Usando la riqueza de su fuerte carácter apasionado y de su tenacidad, nunca se rindió ante ningún obstáculo, sino confiando sólo en el poder de Dios que “hace maravillas”, siguió adelante con ardor y decisión, a contracorriente, dejando que Dios hiciera lo que humanamente a su propia fuerza y capacidad hubiera sido imposible. Todo ello con profunda humildad, como si no fuera el protagonista de esta historia.

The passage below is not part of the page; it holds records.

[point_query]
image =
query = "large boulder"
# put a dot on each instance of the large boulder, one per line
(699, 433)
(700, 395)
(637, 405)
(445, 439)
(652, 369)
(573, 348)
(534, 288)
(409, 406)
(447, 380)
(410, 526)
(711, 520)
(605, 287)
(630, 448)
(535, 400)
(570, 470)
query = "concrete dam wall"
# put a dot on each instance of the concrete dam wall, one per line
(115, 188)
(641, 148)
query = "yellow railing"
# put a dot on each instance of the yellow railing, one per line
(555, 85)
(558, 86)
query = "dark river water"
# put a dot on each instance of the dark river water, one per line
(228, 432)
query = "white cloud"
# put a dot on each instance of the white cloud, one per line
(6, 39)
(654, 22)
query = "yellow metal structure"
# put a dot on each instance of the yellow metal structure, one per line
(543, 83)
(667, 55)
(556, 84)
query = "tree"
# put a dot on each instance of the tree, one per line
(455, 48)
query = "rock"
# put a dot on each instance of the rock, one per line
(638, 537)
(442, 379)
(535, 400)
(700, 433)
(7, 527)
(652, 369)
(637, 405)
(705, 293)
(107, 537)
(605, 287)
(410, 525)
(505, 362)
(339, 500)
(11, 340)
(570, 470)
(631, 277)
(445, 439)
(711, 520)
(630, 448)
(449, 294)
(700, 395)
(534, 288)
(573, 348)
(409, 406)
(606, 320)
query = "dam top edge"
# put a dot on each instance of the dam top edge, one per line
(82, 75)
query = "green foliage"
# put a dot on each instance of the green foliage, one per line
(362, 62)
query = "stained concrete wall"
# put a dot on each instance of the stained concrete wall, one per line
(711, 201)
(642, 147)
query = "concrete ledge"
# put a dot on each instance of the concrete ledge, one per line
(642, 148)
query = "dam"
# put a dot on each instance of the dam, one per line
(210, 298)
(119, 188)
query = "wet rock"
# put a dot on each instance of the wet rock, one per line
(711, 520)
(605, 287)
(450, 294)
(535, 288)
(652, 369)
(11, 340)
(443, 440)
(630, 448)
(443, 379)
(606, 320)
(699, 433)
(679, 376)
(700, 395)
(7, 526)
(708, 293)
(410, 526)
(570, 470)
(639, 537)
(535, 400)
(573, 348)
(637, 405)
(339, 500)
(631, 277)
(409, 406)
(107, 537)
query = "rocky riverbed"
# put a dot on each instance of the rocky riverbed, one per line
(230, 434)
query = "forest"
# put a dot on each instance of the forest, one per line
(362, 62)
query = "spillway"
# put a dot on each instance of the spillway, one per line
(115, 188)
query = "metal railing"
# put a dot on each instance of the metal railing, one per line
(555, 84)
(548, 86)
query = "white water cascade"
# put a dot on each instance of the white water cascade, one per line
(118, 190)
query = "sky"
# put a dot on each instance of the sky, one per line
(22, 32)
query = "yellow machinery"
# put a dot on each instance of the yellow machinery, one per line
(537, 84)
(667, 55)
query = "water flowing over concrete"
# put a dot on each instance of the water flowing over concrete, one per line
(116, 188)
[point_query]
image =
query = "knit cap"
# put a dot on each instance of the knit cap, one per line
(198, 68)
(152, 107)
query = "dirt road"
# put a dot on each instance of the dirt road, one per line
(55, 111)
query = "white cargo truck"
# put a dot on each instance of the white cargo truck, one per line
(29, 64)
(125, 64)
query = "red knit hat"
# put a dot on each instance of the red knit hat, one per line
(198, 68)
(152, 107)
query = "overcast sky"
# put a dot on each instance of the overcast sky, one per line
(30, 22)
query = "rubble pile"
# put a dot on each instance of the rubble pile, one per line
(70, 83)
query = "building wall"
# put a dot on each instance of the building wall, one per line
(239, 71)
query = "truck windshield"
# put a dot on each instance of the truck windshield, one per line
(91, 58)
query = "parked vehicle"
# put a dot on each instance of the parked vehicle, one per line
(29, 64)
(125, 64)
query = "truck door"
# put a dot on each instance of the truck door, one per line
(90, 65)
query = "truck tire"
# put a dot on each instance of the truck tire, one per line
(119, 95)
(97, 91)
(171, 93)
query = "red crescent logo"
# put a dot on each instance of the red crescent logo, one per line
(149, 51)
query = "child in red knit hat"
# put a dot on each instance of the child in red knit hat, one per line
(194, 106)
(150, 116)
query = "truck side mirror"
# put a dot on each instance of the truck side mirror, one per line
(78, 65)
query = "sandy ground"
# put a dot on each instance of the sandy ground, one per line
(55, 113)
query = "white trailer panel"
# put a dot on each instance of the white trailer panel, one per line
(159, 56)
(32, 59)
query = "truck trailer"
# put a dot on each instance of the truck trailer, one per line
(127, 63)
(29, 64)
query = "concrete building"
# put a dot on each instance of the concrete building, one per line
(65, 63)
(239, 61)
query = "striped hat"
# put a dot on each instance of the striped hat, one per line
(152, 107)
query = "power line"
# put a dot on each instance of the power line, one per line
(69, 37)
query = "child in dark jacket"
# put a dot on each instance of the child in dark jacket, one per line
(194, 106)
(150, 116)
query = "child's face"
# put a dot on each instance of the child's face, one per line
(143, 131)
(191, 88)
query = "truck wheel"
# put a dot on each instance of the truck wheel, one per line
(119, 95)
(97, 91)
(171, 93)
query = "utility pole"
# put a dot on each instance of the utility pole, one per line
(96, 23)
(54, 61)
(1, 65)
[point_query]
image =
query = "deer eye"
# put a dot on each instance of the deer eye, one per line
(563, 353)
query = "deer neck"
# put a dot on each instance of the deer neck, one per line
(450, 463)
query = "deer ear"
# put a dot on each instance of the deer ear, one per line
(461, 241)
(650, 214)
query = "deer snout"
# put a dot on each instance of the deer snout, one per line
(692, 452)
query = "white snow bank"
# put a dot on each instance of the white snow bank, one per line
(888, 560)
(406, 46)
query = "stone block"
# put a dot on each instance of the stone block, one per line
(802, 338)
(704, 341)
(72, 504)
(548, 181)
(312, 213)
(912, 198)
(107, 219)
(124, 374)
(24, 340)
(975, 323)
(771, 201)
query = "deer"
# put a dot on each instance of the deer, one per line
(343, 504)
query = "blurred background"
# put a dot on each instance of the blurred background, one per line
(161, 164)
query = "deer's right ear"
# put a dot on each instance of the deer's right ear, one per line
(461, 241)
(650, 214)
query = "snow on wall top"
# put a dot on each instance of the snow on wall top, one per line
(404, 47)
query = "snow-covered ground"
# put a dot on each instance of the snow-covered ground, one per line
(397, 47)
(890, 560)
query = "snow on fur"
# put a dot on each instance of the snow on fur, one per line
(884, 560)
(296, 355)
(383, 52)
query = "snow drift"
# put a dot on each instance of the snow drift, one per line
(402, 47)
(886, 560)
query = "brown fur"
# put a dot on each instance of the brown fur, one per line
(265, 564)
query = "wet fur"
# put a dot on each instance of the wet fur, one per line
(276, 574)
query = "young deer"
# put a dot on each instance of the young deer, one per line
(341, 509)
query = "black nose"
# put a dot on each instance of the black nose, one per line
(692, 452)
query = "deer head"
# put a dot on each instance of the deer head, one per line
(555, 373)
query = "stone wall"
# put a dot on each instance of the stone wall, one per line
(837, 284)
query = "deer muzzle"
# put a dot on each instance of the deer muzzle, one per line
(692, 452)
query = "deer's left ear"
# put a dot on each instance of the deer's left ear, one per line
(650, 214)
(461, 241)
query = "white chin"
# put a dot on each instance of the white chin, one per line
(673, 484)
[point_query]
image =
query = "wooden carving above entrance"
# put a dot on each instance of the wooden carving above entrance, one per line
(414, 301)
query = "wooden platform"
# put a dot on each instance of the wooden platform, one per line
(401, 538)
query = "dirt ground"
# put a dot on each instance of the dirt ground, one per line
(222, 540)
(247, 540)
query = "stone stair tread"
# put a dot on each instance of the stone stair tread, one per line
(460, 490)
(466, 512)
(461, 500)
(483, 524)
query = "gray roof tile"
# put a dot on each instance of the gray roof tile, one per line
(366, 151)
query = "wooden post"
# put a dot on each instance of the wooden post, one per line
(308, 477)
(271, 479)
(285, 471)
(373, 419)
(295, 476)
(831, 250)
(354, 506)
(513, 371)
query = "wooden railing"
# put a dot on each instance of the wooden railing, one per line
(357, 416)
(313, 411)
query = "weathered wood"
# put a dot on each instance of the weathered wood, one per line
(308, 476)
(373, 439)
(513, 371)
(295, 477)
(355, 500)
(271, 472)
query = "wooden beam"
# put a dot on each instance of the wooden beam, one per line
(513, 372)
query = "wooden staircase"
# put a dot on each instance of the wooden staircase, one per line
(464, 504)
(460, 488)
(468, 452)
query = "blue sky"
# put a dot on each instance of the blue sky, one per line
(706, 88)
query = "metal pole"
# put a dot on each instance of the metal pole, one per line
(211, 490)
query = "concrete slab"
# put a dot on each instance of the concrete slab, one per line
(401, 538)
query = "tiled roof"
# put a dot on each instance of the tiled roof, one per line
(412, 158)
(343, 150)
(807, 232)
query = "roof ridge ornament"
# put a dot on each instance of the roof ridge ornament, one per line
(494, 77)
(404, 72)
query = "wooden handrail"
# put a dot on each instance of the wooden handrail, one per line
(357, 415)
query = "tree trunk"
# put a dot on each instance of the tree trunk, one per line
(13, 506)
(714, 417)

Habiendo pasado ya el límite de los sesenta y cinco años de edad, de los cuales más de cuarenta vividos como ermitaño, en continua oración y ardua penitencia, Francisco continuará caminando de virtud en virtud, de bien en mejor, configurándose cada vez más a Cristo Crucificado. Cuando tuvo que dejarlo todo e ir a Francia, para cumplir lo que comprendió que era la voluntad de Dios, tenía bajo su responsabilidad cinco comunidades de ermitaños, fundadas hacía pocos años; él mismo siguió los primeros tramites cuidando de la organización, nombrando a los superiores y delegados que llevarían a cabo las fundaciones, sin descuidar formarlas con sus amonestaciones y ejemplos para una vida de total configuración a Cristo dedicada a la oración y a la penitencia. Aunque la precariedad de los inicios hiciera pensar humanamente en la necesaria presencia del Santo Padre entre los suyos, ante la orden del Papa de ir a Francia, Francisco, como un nuevo José, inicia su éxodo, sin saber qué se encontraría y qué pasaría con lo que dejaba sino yendo hacia el futuro con sentido de la responsabilidad y acogiéndolo en toda su novedad.
Leamos una vez más otro pasaje de Patris Corde, que corrobora lo que se acaba de decir:
Entonces, lejos de nosotros el pensar que creer significa encontrar soluciones fáciles que consuelan. La fe que Cristo nos enseñó es, en cambio, la que vemos en san José, que no buscó atajos, sino que afrontó “con los ojos abiertos” lo que le acontecía, asumiendo la responsabilidad en primera persona (Patris Corde 4).
De la experiencia francesa de San Francisco podemos destacar otro acontecimiento que pone de relieve su capacidad para comprender el Plan de Dios y acogerlo en su totalidad.
Por el relato que nos han dejado las fuentes, sabemos con certeza que, tras la repentina muerte de Carlos VIII, Francisco creyó que había concluido su experiencia en la Corte de Tours y que podía regresar a Calabria, su amada Tierra, y tomar de nuevo las riendas de su obra. Se dispuso a volver a Italia con el permiso del nuevo regente, Luis XII, duque de Orleans, que, al no conocer al fraile ni su influencia en la Corte, no consideraba un problema otorgarle el salvoconducto para regresar a su patria. Francisco se había puesto ya en camino, cuando el Rey, informado del papel que había desempeñado el ermitaño en todos aquellos años y aconsejado de que no le dejara partir, envió una orden revocando el salvoconducto concedido y llamó de nuevo a la Corte al buen fraile que se sometió a la voluntad del Rey viendo en ella la intervención de Dios. No es difícil imaginar la lucha que se libraría en el interior de San Francisco que, a pesar de todo, es capaz de reconciliarse con su historia, la historia que Dios ha querido trazar y que él aceptó fielmente.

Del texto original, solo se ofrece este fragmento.